Sharpe estava com a arma junto à cintura e os sete canos apontavam para Lavisser. Manteve-a ali.
Lavisser olhou para a arma e sorriu.
— Sua mulher está em segurança. Ela fugiu pelo arco.
— Minha mulher?
— O Sr. Bang parecia achar que ela estava caidinha por você.
— Bang era um idiota.
— Caro Richard, eles são todos idiotas. Isto é a Dinamarca! Chata, insuportavelmente chata. Ameaça ser o país mais respeitável nesta terra de Deus. — Ele se encolheu quando uma bomba caiu no depósito acima do arco da entrada, mas não afastou o olhar de Sharpe. — Nossos artilheiros estão demonstrando uma bela forma esta noite. O Sr. Bang disse que você vai ficar aqui.
— E daí?
— Eu também, Richard, e seria bom ter um amigo que não fosse insuportavelmente respeitável.
Sharpe deu um passo adiante porque o calor atrás dele estava ficando intolerável. Lavisser recuou. Ainda mantinha a pistola ao lado do corpo. Agora Clouter andava pelo lado mais distante da varanda, depois saltou agilmente da balaustrada para o mastro com cordames. As cordas alcatroadas estavam queimando, mas ele desceu com velocidade tão treinada que chegou sem qualquer dano.
— Então qual é o preço de sua amizade? — perguntou Sharpe a Lavisser. — A lista que está no meu bolso?
— Você realmente se importa com os homens da lista? Quem são eles? Comerciantes desconhecidos na Prússia e em Hanover? Deixe os franceses ficarem com eles e os franceses cuidarão de nós. O que você quer ser, Richard? Um general do exército dinamarquês? Isso pode ser arranjado, acredite. Quer um título? O imperador é notavelmente generoso com títulos. Tudo é novo na Europa, Richard. Os velhos títulos não significam nada! Se você puder tomar o poder, pode ser um lorde, um príncipe, um arquiduque ou um rei. — Lavisser olhou para o pátio, onde Clouter o estava ameaçando com a arma de sete tiros recarregada. — Seu amigo negro vai atirar em mim?
— Deixe-o, Clouter!
— Pois não, pois não, senhor. — Clouter baixou a arma. Sharpe avançou de novo, obrigando Lavisser a dar outro passo
para trás em direção à capela em chamas. Agora Lavisser estava se preocupando e começou a levantar a pistola para enfrentar Sharpe, mas este balançou sua arma, e Lavisser obedientemente manteve a pistola ao lado direito do corpo.
— Sério, Richard — disse ele. — Você e eu? Podemos ser como lobos numa terra de cordeirinhos lanosos.
— Ainda estou usando uniforme britânico, ou será que você não percebeu?

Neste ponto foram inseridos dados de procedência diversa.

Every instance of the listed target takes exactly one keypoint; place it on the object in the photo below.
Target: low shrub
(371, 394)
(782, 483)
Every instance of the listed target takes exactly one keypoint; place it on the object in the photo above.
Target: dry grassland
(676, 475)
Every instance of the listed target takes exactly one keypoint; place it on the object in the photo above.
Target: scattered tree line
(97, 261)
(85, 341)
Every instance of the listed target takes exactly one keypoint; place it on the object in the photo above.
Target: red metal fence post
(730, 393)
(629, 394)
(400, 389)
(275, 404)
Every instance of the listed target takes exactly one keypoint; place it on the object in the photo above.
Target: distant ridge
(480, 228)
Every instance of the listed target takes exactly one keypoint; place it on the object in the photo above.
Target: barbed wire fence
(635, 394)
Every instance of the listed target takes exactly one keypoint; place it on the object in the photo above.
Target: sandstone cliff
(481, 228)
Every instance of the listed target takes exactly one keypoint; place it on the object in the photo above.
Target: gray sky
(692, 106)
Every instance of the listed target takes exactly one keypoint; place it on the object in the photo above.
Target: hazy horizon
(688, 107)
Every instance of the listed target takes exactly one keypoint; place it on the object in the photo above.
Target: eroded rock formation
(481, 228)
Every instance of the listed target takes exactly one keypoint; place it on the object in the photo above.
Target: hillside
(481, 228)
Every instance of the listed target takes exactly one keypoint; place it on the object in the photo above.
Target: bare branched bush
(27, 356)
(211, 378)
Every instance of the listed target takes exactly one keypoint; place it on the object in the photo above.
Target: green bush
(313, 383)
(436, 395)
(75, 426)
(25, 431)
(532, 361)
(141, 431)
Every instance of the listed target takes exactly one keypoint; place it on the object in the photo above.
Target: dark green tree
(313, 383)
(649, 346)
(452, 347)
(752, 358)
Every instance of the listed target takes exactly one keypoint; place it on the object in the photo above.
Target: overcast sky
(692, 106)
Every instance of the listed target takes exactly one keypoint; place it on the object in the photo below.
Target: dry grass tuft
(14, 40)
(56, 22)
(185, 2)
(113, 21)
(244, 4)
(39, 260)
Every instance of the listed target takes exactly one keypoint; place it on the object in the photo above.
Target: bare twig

— E o que a Inglaterra fará por você? Acha que algum dia ela irá aceitá-lo? Além disso, você vai ficar aqui. Vai precisar de dinheiro, Richard, dinheiro e amigos. Eu ofereço as duas coisas. Realmente acha que poderia suportar a Dinamarca sem isso? — Ele sorriu com alívio súbito porque Sharpe finalmente havia movido a arma de sete canos, não apontando mais para a sua cintura. Agora, em vez disso, apontava para o lado. — Confesso que gostaria da sua amizade, Richard.
— Por quê?
— Porque você é um desgarrado, e gosto dos desgarrados. Sempre gostei. E você é eficiente, impressionantemente eficiente. Como os nossos artilheiros esta noite. — Os artilheiros haviam transformado Copenhague num inferno. Grandes áreas da cidade pegavam fogo, as chamas saltando altas sobre o resto dos pináculos, e pareceu a Sharpe, olhando por cima da cabeça de Lavisser, que havia um arco-íris de chamas puras sobre a cidade. Era um vislumbre do fim do mundo, da vingança do inferno. E era eficiente, sem dúvida.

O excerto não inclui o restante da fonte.